Approaches to spatial disparities

Neptun code: llln9267i

Seminar leader: Ferenc Gyuris

Overview:

The course is aimed at providing a multidisciplinary and historically situated overview of the main approaches to, theoretical concepts of, and methodologies on spatial inequality, including a critical evaluation of the potentials and constraints of their application in research practice as well as regional and urban planning. It will be discussed how and why spatial inequality became a matter of interest for the academia in the epoch of 19th -century European Enlightenment, how it was reinterpreted in the classical Marxist discourse before coming to its heyday in the post-WWII Cold War context in service of both rival superpowers, and how it gradually faded out under the aegis of neoliberalism just to be reinvented by leftist researchers after the oil crises and, more recently, in light of the 2008 global economic crisis. A main goal is to embed all influential concepts in their historical, geographical, social, political, economic etc. contexts. This is used as basis to reveal the major reasons for the perpetual emergence of new concepts as well as their short- and long-term impact on scientific, political and public discourses. Great attention is paid to underlying, and often conflicting and contested, normative notions of social ideals and “the common good”, resulting in the problematisation (or de-problematisation) of spatial inequality and its various aspects perceived as the most important.

Topics:

• The political discourse of spatial disparities

• The moral statistics approach of the 19th century: illiteracy, immorality and poverty as engines of inequality

• From classical Marxism to Marxism-Leninism to Stalinism: “uneven development” in capitalism

• Early Cold War concepts in the US: spatial inequality research in capitalist economies and liberal democracies

• Neoclassical economics and the hope of automatically diminishing geographical disparities

• Polarisation theories: it gets worse before it gets better

• Post-Fordist neoliberal approaches and the world of “winners” and “losers”: spatial polarisation in service of competition and growth

• Dependency theories: spatial inequality as an outcome of global power asymmetries

• Neomarxism and “uneven geographical development”: contemporary views on the political economy of spatial disparities

• Looking for conclusions: what is the moral for geographers and spatial scientists?

Literature:

Gyuris F. 2014. The Political Discourse of Spatial Disparities: Geographical Inequalities in Science and Propaganda. Springer: Cham. 381 pages. (+PPT slides with the key points will be provided). Materials will be accessible at Neptun Meet Street.

Requirements:

1. Everyone has to read the selected part of the book for every meeting (~20-30 pages per week). The meetings will be based on critical discussions about the readings. Active and constructive contribution is expected, which will be an object of evaluation.

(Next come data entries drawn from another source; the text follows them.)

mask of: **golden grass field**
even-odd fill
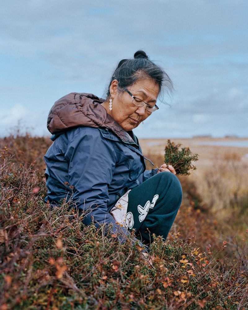
[[[220,231],[224,236],[231,231],[234,235],[242,232],[243,235],[248,228],[248,146],[209,144],[237,143],[248,146],[248,138],[203,137],[173,138],[171,141],[189,147],[192,153],[199,155],[198,160],[195,163],[196,169],[186,177],[195,184],[202,204],[218,222]],[[143,153],[155,166],[163,162],[167,141],[166,139],[139,140]],[[147,166],[149,169],[152,167],[148,162]]]
[[[169,139],[169,138],[168,139]],[[204,168],[210,168],[214,164],[217,158],[225,156],[227,154],[236,153],[242,162],[248,163],[248,146],[237,147],[232,146],[212,145],[212,142],[228,143],[232,141],[248,141],[247,138],[211,138],[208,137],[192,139],[170,139],[176,143],[181,143],[182,146],[188,147],[192,153],[199,155],[199,160],[196,163],[197,170],[193,174],[198,175]],[[167,139],[140,139],[139,142],[143,153],[145,154],[153,154],[163,156]],[[204,144],[202,145],[202,144]],[[248,145],[248,142],[247,145]]]

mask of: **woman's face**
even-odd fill
[[[146,109],[147,105],[138,107],[132,102],[133,98],[126,91],[120,92],[117,89],[118,81],[114,80],[110,88],[112,97],[112,109],[109,109],[108,103],[104,102],[108,113],[126,131],[137,127],[152,112]],[[139,80],[127,89],[135,97],[151,105],[156,104],[159,91],[158,84],[148,78]]]

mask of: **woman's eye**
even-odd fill
[[[137,99],[136,98],[135,98],[135,99],[134,100],[135,100],[135,102],[142,102],[142,100],[140,100],[140,99]]]

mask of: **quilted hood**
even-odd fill
[[[92,94],[66,95],[56,101],[50,110],[47,129],[54,134],[78,126],[105,128],[112,131],[124,142],[133,143],[127,132],[101,105],[104,101]]]

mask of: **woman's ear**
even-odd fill
[[[117,85],[118,85],[118,81],[117,80],[113,80],[109,87],[109,92],[112,99],[113,99],[115,96],[116,95],[118,90]]]

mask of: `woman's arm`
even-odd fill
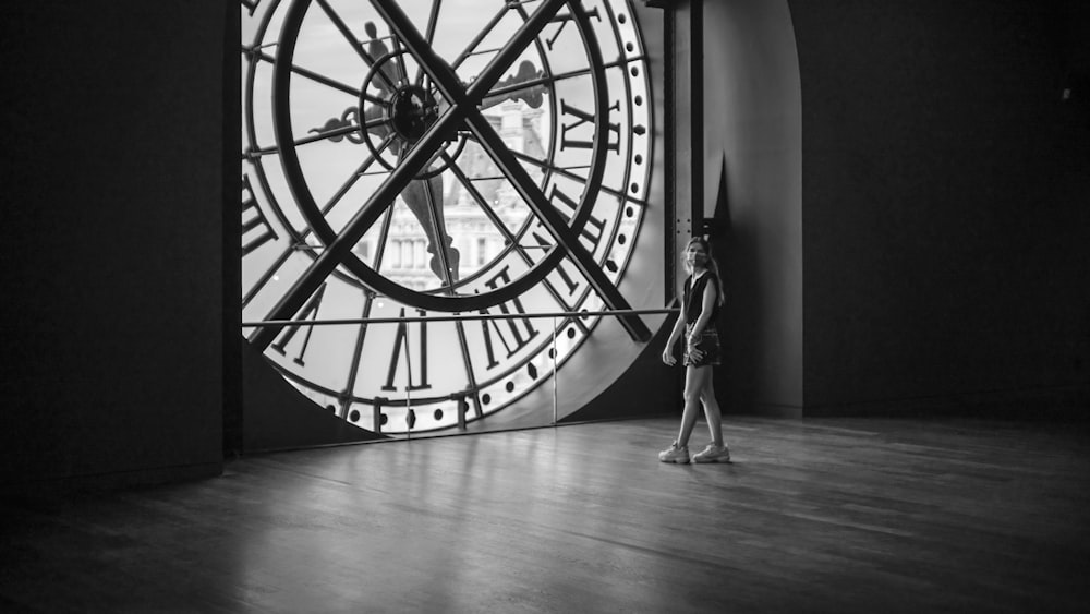
[[[666,341],[666,349],[663,350],[663,362],[673,365],[677,362],[674,358],[674,345],[678,342],[681,333],[685,332],[685,313],[679,313],[677,322],[674,323],[674,330],[670,330],[670,338]]]
[[[692,346],[700,340],[700,334],[707,326],[708,321],[712,320],[712,311],[715,309],[717,289],[715,284],[708,284],[704,286],[704,294],[701,297],[700,301],[700,317],[697,318],[697,324],[692,327],[692,333],[689,334],[689,338],[686,339],[686,344],[691,349]]]

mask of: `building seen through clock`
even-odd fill
[[[484,110],[484,116],[511,151],[534,158],[544,157],[542,133],[546,130],[545,109],[534,109],[522,101],[508,100]],[[525,206],[492,158],[477,143],[469,142],[459,156],[458,164],[472,180],[480,196],[492,204],[492,212],[496,217],[509,230],[517,231],[525,221]],[[535,181],[541,180],[542,171],[536,167],[528,167],[526,171]],[[427,251],[427,236],[412,212],[403,203],[399,205],[395,208],[380,272],[390,280],[412,290],[434,288],[436,275],[428,266],[432,254]],[[504,250],[504,236],[462,183],[444,182],[441,205],[447,233],[461,254],[460,277],[473,274]],[[356,244],[354,251],[362,260],[371,262],[378,249],[375,243],[376,238],[368,234]]]

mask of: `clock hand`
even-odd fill
[[[541,79],[541,76],[542,71],[536,70],[533,62],[530,60],[522,60],[522,63],[519,64],[519,71],[516,74],[508,76],[504,81],[496,84],[496,89],[499,89],[500,93],[486,96],[481,103],[481,108],[487,109],[495,107],[496,105],[507,100],[522,100],[534,109],[541,107],[544,101],[544,94],[548,89],[545,85],[536,84],[518,87],[522,83]]]
[[[461,258],[447,234],[443,214],[443,174],[411,182],[401,192],[401,200],[409,205],[409,210],[416,216],[427,236],[432,273],[447,287],[452,286],[458,280],[458,263]]]

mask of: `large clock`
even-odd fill
[[[631,310],[654,116],[627,2],[242,14],[243,321],[271,323],[249,342],[318,410],[464,429]]]

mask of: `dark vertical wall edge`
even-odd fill
[[[243,449],[242,406],[242,193],[239,152],[242,151],[242,108],[239,84],[241,13],[234,3],[225,3],[223,28],[223,452],[228,456]]]

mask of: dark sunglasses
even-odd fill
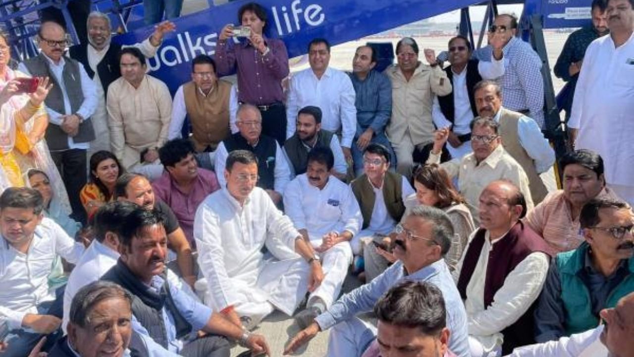
[[[491,32],[496,32],[498,31],[500,32],[505,32],[508,29],[508,27],[507,27],[506,25],[491,25],[491,27],[489,27],[489,31]]]
[[[463,51],[465,51],[466,50],[467,50],[466,46],[452,46],[449,48],[450,52],[456,52],[456,51],[462,52]]]

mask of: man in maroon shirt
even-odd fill
[[[267,24],[266,11],[259,4],[242,6],[238,20],[250,29],[250,34],[236,36],[238,31],[232,24],[223,28],[214,58],[218,73],[237,72],[238,102],[258,107],[262,113],[262,133],[275,138],[282,146],[286,139],[287,118],[281,81],[289,73],[286,46],[281,40],[268,38],[262,33]],[[240,42],[233,41],[236,39]]]

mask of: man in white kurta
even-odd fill
[[[323,274],[318,257],[291,220],[256,187],[255,155],[233,151],[225,167],[226,185],[200,204],[194,219],[198,266],[205,280],[197,286],[206,283],[205,302],[250,328],[274,309],[292,314],[307,288],[317,288]],[[265,245],[272,252],[295,251],[303,259],[292,253],[265,254]]]
[[[326,274],[308,297],[305,312],[295,318],[301,328],[339,296],[353,259],[348,242],[361,229],[363,219],[352,190],[330,174],[334,161],[330,148],[314,148],[308,154],[306,173],[295,177],[284,192],[287,214],[319,253]],[[307,318],[300,318],[304,316]]]
[[[138,48],[121,53],[122,76],[108,88],[110,146],[126,170],[136,171],[141,163],[158,163],[158,149],[167,140],[172,97],[164,83],[145,74],[145,57]]]
[[[601,155],[607,187],[634,205],[634,9],[611,0],[605,11],[610,34],[586,50],[568,126],[577,132],[574,148]]]

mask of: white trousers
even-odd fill
[[[330,307],[341,292],[348,266],[353,261],[353,251],[348,242],[342,242],[320,253],[320,258],[324,278],[321,284],[311,293],[308,302],[311,302],[314,297],[318,297],[326,304],[326,307]]]
[[[361,357],[377,336],[377,328],[359,318],[335,325],[328,338],[327,356]]]
[[[240,297],[234,304],[236,313],[250,318],[253,326],[272,313],[274,307],[291,316],[308,289],[309,272],[308,264],[302,258],[271,259],[252,274],[230,278],[231,288]],[[197,288],[206,290],[200,282]],[[222,307],[209,292],[205,303],[216,311]]]

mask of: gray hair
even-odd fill
[[[90,324],[90,314],[98,304],[112,299],[121,299],[132,306],[132,295],[121,286],[110,281],[93,281],[79,289],[70,304],[69,321],[80,327]]]
[[[108,32],[112,30],[112,26],[110,24],[110,18],[108,17],[108,15],[102,13],[101,11],[98,11],[96,10],[93,11],[88,15],[88,18],[86,20],[86,28],[90,27],[90,20],[93,18],[103,18],[106,20],[106,24],[108,24]]]
[[[447,213],[436,207],[421,205],[414,207],[410,216],[419,217],[432,224],[431,238],[440,246],[444,257],[451,247],[453,237],[453,224]]]

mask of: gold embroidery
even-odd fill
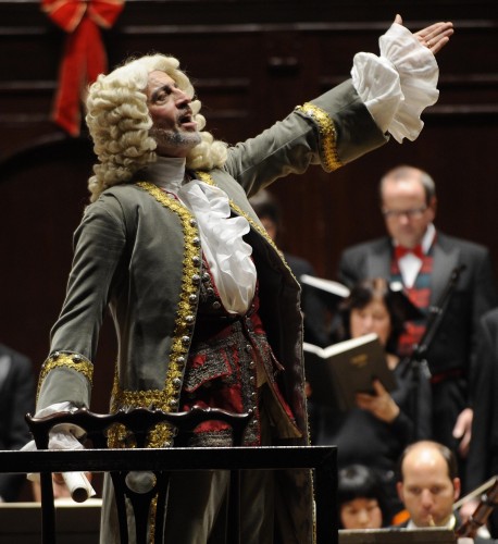
[[[149,193],[164,208],[174,211],[182,221],[182,227],[185,236],[185,252],[182,262],[182,293],[178,304],[178,310],[175,319],[175,329],[173,332],[172,347],[170,350],[170,363],[164,382],[164,390],[149,391],[123,391],[120,388],[117,378],[114,380],[113,406],[116,410],[122,407],[153,407],[163,411],[173,411],[178,406],[180,384],[185,368],[186,356],[189,342],[185,338],[190,337],[192,323],[188,322],[189,316],[195,316],[197,306],[198,286],[192,282],[192,277],[200,269],[200,245],[198,243],[199,232],[197,223],[191,213],[182,206],[176,199],[169,197],[155,185],[148,182],[137,183],[139,187]],[[199,264],[196,264],[196,258],[199,258]],[[114,433],[114,440],[122,433]],[[167,424],[159,424],[149,434],[148,447],[164,447],[171,444],[173,437],[172,429]]]
[[[52,354],[41,366],[41,372],[38,380],[38,391],[36,393],[36,398],[40,394],[41,384],[47,378],[47,374],[59,367],[65,367],[73,369],[76,372],[80,372],[89,382],[92,384],[94,380],[94,364],[83,355],[79,354],[67,354],[55,351]]]
[[[333,172],[334,170],[343,166],[339,156],[337,154],[337,132],[334,121],[331,119],[328,113],[311,102],[298,106],[296,110],[302,112],[304,115],[313,119],[318,123],[320,128],[323,161],[326,171]]]

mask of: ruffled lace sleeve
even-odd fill
[[[402,25],[379,38],[381,57],[358,53],[351,70],[354,88],[383,132],[401,144],[414,140],[422,111],[437,101],[439,71],[434,54]]]

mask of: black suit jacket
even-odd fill
[[[498,474],[498,309],[481,319],[472,373],[474,420],[469,452],[469,490]]]
[[[391,242],[386,236],[346,249],[339,262],[339,279],[348,286],[368,277],[389,277]],[[458,415],[470,406],[469,379],[475,357],[481,317],[498,305],[489,251],[477,244],[437,233],[431,277],[431,305],[440,305],[441,294],[457,267],[464,265],[443,319],[428,346],[426,359],[433,375],[448,376],[433,384],[433,437],[456,449],[452,436]],[[453,371],[461,373],[455,378]]]
[[[34,374],[28,358],[0,344],[0,449],[20,449],[30,440],[24,416],[34,410]],[[0,474],[0,497],[16,500],[24,474]]]
[[[339,262],[339,280],[352,286],[368,277],[389,277],[391,251],[388,237],[346,249]],[[434,247],[431,305],[438,302],[452,271],[461,264],[465,269],[428,348],[427,360],[433,373],[470,369],[478,320],[498,306],[489,251],[484,246],[439,232]]]

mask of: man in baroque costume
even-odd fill
[[[332,172],[388,133],[415,139],[438,96],[434,53],[451,34],[451,23],[436,23],[412,35],[397,16],[379,57],[354,57],[350,81],[234,147],[202,131],[176,59],[146,55],[99,76],[86,116],[98,156],[91,205],[75,233],[37,416],[89,406],[109,307],[119,339],[112,411],[253,410],[244,445],[308,444],[300,289],[248,198],[312,164]],[[173,440],[164,430],[151,445]],[[194,445],[229,445],[228,429],[204,423]],[[174,474],[164,541],[209,542],[227,480]],[[108,491],[101,542],[111,544],[119,535]],[[311,544],[309,471],[242,474],[242,511],[244,544]]]

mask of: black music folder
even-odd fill
[[[304,343],[303,350],[306,379],[313,401],[350,410],[357,406],[357,393],[374,393],[375,378],[387,391],[396,387],[386,353],[375,333],[325,348]]]

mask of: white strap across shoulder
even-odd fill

2. Everyone has to submit an essay by the end of the semester. The essay should summarize the main takeaways of each class (and topic) in ~200-300 words per class. “Takeaways” mean what the author of the essay considers the seminar classes’ most important lessons for their future studies and work. (Especially: the main novelties of each topic, their major social relevance, the way they could be integrated into one’s future thinking and research.)  The final deadline for submitting essays will be the last Friday of the instruction period.

3. Attendance at 7 meetings at least.